STAGES OF CHANGE THEORY - SIX CONSTRUCTS
A total of six constructs are included:
PRECONTEMPLATION
In this stage, people do not intend to take action in the foreseeable future (defined as within the next 6 months). People are often unaware that their behavior is problematic or produces negative consequences. People in this stage often underestimate the pros of changing behavior and place too much emphasis on the cons of changing behavior.
CONTEMPLATION
In this stage, people are intending to start the healthy behavior in the foreseeable future (defined as within the next 6 months). People recognize that their behavior may be problematic, and a more thoughtful and practical consideration of the pros and cons of changing the behavior takes place, with equal emphasis placed on both. Even with this recognition, people may still feel ambivalent toward changing their behavior.

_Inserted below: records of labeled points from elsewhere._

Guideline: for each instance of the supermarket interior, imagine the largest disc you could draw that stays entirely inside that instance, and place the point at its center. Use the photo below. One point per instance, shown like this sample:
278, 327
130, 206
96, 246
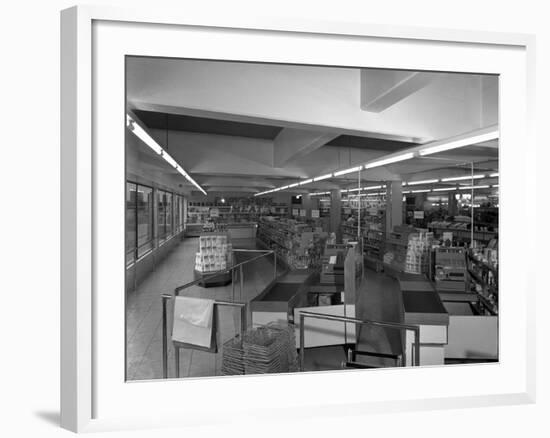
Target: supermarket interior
293, 218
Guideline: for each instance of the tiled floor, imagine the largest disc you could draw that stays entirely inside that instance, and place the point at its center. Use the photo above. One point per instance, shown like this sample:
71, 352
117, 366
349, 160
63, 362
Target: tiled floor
144, 312
143, 316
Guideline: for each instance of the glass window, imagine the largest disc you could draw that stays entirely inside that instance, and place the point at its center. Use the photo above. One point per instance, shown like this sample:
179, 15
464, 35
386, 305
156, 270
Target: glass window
144, 208
177, 215
130, 222
169, 213
164, 215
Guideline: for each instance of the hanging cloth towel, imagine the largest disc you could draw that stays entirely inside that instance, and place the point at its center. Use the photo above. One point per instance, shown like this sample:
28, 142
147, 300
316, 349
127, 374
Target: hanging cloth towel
194, 323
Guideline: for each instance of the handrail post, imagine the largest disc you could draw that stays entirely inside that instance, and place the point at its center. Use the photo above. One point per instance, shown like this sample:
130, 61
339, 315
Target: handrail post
241, 276
302, 336
165, 299
243, 321
233, 283
417, 347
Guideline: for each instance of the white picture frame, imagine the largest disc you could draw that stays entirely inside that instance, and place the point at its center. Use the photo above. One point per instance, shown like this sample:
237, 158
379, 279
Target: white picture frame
93, 397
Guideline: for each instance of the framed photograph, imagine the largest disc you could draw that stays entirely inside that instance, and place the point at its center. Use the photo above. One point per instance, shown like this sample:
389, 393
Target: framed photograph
316, 218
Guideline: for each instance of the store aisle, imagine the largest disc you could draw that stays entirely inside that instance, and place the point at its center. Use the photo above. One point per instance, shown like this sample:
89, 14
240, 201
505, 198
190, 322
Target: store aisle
144, 329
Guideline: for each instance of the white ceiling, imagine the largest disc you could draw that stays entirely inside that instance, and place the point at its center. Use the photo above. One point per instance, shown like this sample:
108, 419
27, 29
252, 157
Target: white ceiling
319, 103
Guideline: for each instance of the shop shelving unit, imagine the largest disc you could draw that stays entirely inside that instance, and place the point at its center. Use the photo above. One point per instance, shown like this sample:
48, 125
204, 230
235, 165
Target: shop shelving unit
460, 230
297, 244
483, 279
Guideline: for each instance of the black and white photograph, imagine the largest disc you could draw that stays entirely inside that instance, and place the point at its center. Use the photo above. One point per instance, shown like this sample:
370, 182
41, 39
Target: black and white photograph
295, 218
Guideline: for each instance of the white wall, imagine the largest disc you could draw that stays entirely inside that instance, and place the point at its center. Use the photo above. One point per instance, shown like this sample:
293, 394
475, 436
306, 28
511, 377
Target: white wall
327, 97
30, 256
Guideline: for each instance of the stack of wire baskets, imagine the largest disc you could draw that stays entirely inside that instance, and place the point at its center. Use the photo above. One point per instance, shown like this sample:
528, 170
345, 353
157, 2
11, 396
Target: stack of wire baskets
266, 349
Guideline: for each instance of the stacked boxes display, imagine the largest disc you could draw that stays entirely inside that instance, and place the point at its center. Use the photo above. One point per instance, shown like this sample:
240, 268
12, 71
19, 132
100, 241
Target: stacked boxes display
215, 253
418, 253
298, 244
408, 250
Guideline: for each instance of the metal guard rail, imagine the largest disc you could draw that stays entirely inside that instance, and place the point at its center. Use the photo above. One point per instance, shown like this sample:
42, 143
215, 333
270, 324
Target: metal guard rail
394, 325
233, 268
177, 290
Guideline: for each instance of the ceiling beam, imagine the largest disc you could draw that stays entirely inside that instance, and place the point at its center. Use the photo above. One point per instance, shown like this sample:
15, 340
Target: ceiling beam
380, 89
291, 143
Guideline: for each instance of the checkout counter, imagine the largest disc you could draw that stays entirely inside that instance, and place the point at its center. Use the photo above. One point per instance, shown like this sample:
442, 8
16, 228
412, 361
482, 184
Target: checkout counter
450, 330
303, 290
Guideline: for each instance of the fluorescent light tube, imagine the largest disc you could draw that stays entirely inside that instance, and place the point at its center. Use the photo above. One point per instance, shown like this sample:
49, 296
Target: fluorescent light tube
426, 181
346, 171
140, 133
389, 160
473, 187
462, 178
322, 177
467, 140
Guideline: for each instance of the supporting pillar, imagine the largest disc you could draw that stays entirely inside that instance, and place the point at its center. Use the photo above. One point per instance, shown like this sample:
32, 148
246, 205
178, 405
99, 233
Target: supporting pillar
419, 200
394, 204
307, 202
453, 204
336, 214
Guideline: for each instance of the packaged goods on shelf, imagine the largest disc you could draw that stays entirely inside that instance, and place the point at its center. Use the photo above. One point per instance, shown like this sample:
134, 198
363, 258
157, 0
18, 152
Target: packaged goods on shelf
215, 253
407, 249
298, 244
482, 264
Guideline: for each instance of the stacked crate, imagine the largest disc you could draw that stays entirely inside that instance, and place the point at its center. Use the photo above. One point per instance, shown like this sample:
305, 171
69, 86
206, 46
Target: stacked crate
215, 253
417, 260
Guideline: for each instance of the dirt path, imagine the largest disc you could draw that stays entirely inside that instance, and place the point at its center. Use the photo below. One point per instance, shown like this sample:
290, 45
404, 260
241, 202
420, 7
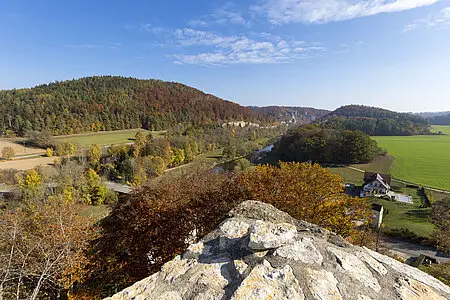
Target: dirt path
26, 164
409, 249
405, 182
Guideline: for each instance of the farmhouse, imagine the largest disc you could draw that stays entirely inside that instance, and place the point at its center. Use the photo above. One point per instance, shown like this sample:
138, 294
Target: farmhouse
377, 217
375, 183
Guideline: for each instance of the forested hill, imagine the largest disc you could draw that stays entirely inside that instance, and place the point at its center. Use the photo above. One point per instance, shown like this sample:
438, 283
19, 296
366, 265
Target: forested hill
288, 114
375, 121
114, 103
440, 120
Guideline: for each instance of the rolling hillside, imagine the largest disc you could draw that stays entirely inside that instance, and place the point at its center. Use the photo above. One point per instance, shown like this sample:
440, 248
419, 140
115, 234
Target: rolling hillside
375, 121
115, 103
288, 114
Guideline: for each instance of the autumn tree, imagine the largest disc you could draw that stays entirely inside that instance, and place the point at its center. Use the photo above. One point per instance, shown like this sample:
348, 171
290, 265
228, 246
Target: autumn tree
49, 152
7, 152
94, 153
166, 214
95, 191
440, 216
188, 154
42, 249
66, 148
178, 157
31, 184
307, 192
139, 143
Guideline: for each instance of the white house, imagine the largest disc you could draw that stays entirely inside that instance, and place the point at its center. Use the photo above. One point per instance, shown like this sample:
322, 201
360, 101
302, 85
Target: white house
375, 183
377, 217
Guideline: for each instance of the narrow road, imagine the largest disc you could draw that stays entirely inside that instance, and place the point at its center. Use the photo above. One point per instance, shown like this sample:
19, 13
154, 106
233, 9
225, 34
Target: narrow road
405, 182
410, 249
118, 187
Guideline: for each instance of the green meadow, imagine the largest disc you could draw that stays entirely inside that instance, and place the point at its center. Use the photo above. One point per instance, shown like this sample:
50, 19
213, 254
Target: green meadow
423, 160
440, 128
104, 138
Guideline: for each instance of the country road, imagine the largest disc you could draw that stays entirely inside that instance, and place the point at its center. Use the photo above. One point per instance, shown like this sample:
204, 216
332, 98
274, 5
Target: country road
410, 249
405, 182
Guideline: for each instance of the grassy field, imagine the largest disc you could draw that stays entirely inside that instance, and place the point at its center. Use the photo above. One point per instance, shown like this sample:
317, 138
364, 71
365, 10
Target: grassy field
440, 128
104, 138
424, 160
17, 145
401, 215
411, 217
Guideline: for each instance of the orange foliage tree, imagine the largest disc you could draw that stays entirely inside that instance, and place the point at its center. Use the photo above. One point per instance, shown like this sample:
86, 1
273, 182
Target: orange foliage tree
307, 192
42, 248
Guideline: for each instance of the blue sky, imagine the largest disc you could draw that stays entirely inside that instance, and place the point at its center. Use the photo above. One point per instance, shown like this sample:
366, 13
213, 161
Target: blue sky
321, 53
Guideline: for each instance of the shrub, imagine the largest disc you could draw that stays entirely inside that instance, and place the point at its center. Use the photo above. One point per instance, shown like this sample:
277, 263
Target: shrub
155, 223
7, 152
307, 192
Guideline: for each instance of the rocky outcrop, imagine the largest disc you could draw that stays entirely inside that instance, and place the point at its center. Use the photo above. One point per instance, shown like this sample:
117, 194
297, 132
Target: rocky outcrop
263, 253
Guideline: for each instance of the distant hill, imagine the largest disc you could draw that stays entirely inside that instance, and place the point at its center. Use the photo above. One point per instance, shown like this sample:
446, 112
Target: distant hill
375, 121
429, 115
440, 119
114, 103
296, 115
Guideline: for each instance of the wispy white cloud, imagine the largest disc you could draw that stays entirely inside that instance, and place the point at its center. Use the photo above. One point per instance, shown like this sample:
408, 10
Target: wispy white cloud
82, 46
238, 49
324, 11
115, 45
224, 15
437, 20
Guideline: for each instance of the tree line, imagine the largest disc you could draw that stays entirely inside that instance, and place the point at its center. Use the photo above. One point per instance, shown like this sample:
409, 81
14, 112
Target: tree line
376, 121
325, 146
114, 103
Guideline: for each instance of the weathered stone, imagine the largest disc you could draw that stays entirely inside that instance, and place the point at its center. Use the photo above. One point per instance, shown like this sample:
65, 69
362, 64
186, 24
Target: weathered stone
177, 267
265, 282
169, 295
373, 263
200, 248
356, 268
323, 285
410, 271
209, 295
216, 275
266, 235
307, 264
302, 250
240, 266
234, 228
410, 289
261, 254
144, 287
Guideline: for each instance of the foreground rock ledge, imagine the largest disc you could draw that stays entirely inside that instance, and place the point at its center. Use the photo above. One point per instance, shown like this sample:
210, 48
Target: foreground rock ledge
263, 253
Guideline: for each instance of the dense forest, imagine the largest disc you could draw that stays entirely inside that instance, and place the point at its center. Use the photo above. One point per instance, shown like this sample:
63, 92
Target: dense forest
440, 120
114, 103
321, 145
375, 121
287, 114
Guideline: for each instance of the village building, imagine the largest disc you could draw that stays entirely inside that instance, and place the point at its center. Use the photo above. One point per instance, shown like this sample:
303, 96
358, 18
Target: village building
376, 184
377, 216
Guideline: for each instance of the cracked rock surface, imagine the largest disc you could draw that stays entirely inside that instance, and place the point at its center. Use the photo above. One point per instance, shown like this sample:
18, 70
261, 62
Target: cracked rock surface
263, 253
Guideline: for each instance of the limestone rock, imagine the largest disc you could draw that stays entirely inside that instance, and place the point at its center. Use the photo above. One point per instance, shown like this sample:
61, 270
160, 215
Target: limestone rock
266, 235
323, 285
409, 289
355, 268
302, 250
265, 282
263, 253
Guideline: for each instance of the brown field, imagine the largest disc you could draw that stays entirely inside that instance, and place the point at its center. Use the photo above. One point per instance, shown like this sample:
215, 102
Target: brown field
26, 164
19, 149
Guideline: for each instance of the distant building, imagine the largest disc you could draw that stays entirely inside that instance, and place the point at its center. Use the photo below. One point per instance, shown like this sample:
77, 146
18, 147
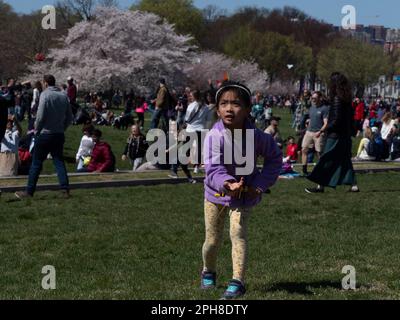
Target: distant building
373, 34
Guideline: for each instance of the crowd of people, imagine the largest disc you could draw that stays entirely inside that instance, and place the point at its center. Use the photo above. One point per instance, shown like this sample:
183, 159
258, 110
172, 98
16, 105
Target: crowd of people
375, 119
325, 126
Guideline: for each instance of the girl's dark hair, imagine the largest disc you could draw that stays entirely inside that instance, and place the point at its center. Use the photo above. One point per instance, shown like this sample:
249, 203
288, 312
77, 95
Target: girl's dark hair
38, 85
209, 97
89, 128
241, 91
340, 87
196, 94
97, 133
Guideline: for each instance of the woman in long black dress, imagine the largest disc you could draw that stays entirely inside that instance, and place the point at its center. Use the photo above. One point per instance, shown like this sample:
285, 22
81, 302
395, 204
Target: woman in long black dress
335, 166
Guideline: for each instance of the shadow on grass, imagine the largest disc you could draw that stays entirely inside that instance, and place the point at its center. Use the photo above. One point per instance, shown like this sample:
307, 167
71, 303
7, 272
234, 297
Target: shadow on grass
304, 288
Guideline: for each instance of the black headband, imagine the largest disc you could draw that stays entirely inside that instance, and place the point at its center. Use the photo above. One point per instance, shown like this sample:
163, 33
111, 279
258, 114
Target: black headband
232, 85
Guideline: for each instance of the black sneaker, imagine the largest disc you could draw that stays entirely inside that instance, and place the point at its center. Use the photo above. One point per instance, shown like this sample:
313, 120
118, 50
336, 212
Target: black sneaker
173, 176
208, 280
354, 189
235, 290
314, 190
22, 195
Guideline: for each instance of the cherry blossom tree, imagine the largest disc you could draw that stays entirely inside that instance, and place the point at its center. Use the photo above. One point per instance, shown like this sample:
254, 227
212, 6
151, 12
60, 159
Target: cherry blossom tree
214, 66
119, 49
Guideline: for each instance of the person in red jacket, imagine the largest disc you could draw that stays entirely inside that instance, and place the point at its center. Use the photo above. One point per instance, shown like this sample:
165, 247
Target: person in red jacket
359, 109
102, 159
292, 150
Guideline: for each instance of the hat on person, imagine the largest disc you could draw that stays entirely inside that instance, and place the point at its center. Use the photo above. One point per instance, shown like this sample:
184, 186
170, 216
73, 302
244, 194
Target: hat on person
231, 84
276, 119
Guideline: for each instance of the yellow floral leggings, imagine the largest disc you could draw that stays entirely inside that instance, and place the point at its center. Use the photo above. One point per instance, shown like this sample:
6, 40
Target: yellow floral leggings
214, 221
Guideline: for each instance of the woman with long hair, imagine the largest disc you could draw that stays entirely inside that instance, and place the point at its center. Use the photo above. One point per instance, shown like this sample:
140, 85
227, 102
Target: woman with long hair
335, 166
37, 91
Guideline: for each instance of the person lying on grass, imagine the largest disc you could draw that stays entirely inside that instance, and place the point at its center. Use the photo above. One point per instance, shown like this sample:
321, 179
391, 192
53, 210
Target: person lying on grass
227, 189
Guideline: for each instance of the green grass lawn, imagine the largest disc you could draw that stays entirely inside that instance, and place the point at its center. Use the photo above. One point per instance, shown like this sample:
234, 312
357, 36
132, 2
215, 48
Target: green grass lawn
145, 243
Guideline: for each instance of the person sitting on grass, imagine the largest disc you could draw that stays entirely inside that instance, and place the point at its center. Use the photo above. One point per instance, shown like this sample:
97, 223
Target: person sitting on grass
273, 130
174, 153
229, 191
102, 159
136, 147
9, 148
364, 146
85, 147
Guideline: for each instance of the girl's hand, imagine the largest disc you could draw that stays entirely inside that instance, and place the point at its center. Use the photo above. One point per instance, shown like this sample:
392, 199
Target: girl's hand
253, 193
234, 188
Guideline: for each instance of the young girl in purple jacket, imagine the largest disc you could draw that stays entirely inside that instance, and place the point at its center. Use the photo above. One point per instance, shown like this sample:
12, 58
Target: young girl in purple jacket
229, 188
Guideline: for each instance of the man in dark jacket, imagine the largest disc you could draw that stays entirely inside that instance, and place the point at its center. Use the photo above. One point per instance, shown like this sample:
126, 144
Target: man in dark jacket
52, 120
162, 103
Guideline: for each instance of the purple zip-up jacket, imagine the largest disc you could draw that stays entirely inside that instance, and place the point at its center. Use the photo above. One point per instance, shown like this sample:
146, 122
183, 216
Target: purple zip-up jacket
218, 174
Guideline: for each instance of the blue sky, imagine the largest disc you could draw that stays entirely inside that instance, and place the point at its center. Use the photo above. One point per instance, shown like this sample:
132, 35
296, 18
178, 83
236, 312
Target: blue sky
382, 12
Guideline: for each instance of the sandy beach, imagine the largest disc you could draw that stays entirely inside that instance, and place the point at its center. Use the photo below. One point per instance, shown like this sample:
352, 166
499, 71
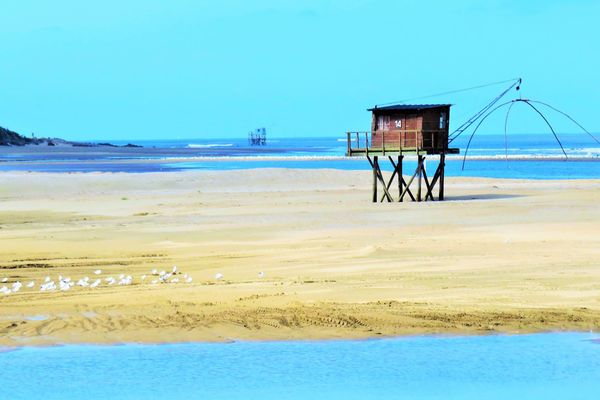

PREPARATION (DETERMINATION)
In this stage, people are ready to take action within the next 30 days. People start to take small steps toward the behavior change, and they believe changing their behavior can lead to a healthier life.
ACTION
In this stage, people have recently changed their behavior (defined as within the last 6 months) and intend to keep moving forward with that behavior change. People may exhibit this by modifying their problem behavior or acquiring new healthy behaviors.
MAINTENANCE
In this stage, people have sustained their behavior change for a while (defined as more than 6 months) and intend to maintain the behavior change going forward. People in this stage work to prevent relapse to earlier stages.
TERMINATION
In this stage, people have no desire to return to their unhealthy behaviors and are sure they will not relapse. Since this is rarely reached, and people tend to stay in the maintenance stage, this stage is often not considered in health promotion programs (Boston University, 2022).